Henri Bergson, William James parmi les philosophes, Romain Rolland, René Daumal, Aldous Huxley parmi les écrivains ont défini la communion mystique comme la fondation de toute religion. Les croyances et les rites étant alors perçus comme des ajouts superflus. Ces personnalités ont contribué à une approche moderne de la mystique.

Carl Gustav Jung dans l'approche psychanalytique et Mircea Eliade dans l'histoire des religions ont contribué à une rigueur intellectuelle dans l'étude du mysticisme.

D'autre part, une approche anthropologique initié par Claude Levi-Strauss en a établie des structures élémentaires, et associé a certaines notion sociologique comme la participation mystique celé a permis de faire le lien avec les mécanismes élémentaires du fonctionnement social humain.

La transposition au chamanisme et autres formes «premières»

Cette large notion regroupe la totalité des pratiques à travers le monde qui visent à exprimer ou à faire ressurgir la vérité cachée, en utilisant divers moyens qui sont toujours liés à une forme de transe.
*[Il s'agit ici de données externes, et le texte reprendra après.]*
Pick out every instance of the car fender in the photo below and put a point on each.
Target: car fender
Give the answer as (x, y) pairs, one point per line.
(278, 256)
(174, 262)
L'origine de ces pratiques remonte à la préhistoire, et on en retrouve de nombreuses formes actuelles à travers différentes désignations : le chamanisme du chamane désigné comme tel en Amérique du sud, en Sibérie, ou encore au Tibet, mais également les pratiques du sorcier qu'on retrouve au cœur des mystiques africaines et en Amérique du nord.

Fréquemment ces transes ont été intégrées aux pratiques mystiques religieuses, et on les retrouve intégrées à diverses formes de bouddhisme tibétain.

Le Yi jing, qualifié d'art divinatoire, est un exemple de stade intermédiaire entre le chamanisme (qui en est à l'origine), et diverses formes mystiques qui en découlent, dont le taoïsme.

En Europe on connaît l'intensité des pratiques divinatoires et de transe dans la Grèce et la Rome antique (par exemple celle de la Pythie), mais on la retrouve aussi dans chacune des cultures des peuples barbares (ce qui veut dire étranger à ces derniers). Par exemple dans la culture celte.

Critiques du mysticisme

On a fréquemment reproché aux diverses formes de mystiques, surtout à la Kabbale ainsi qu'à la mystique chrétienne, d'être des spéculations intellectuelles pures. La majorité des mystiques apparurent cependant en réaction à une intellectualisation religieuse (c'est le cas de la Kabbale qui apparaît en Espagne en réaction à la philosophie de Maïmonide) ou à une forme de fanatisme religieux.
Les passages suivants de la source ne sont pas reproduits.